This light summery supper is on the table in less than 30 minutes – perfect when you don’t want to spend hours in the kitchen. If you prefer, replace the salmon with pieces of cod loin or smoked haddock fillets.
Ready in 20 minutes
4 x 175g pieces salmon fillet
Salt and freshly ground black pepper
1 tbsp lemon juice
2 tbsp olive oil
250g cherry tomatoes
2 garlic cloves, peeled and thinly sliced
250g tagliatelle (see Tip)
150g asparagus tips
1 tbsp freshly chopped flat-leaf parsley
Lemon wedges to serve
1 Preheat the oven to 200°C, fan 180°C, gas mark 6. Place the salmon on a lightly oiled shallow roasting tin. Season with salt and freshly ground black pepper and drizzle over the lemon juice.

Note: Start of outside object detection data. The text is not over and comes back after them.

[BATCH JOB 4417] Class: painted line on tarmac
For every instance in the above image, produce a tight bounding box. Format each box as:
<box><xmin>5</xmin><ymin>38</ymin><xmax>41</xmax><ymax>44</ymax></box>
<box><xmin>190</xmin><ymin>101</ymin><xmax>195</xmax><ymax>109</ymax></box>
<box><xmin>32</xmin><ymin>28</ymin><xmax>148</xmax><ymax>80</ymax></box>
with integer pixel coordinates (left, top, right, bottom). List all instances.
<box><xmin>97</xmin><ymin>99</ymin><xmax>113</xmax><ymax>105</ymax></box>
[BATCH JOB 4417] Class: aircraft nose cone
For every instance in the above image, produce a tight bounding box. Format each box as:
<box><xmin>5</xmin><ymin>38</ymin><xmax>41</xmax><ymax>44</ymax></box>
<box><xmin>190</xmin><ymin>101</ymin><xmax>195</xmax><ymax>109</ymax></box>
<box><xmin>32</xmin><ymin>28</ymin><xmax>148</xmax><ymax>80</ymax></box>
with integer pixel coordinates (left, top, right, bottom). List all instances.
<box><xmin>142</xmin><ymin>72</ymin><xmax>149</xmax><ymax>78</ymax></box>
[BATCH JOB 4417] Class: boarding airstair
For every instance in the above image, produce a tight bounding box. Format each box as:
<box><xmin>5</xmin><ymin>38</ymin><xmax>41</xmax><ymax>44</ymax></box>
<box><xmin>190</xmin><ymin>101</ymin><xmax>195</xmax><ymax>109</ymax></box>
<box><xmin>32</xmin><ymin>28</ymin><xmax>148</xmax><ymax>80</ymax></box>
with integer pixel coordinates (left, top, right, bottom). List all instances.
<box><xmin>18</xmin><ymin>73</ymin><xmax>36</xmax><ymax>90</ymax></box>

2 Place the cherry tomatoes in a bowl and add half of the oil and the garlic. Toss gently to coat. Place in the roasting tin around the salmon. Roast for 12-15 minutes until the salmon is just cooked through and the tomatoes have softened.
3 Meanwhile cook the tagliatelle in a pan of lightly salted boiling water for 8-10 minutes or according to the packet instructions. Add the asparagus tips to the pan for the final 3 minutes. Drain well. Return to the pan.
4 Add the roast cherry tomatoes and the remaining olive oil to the tagliatelle and asparagus and toss together. Season to taste with salt and freshly ground black pepper.
4 Divide the pasta between four warmed plates. Top with the roasted salmon, sprinkle with the chopped parsley and serve with the lemon wedges.
You can use any long thin pasta for this dish; spaghetti or linguine would work just as well. If you use fresh pasta the cooking time will be reduced – just follow the instructions on the pack.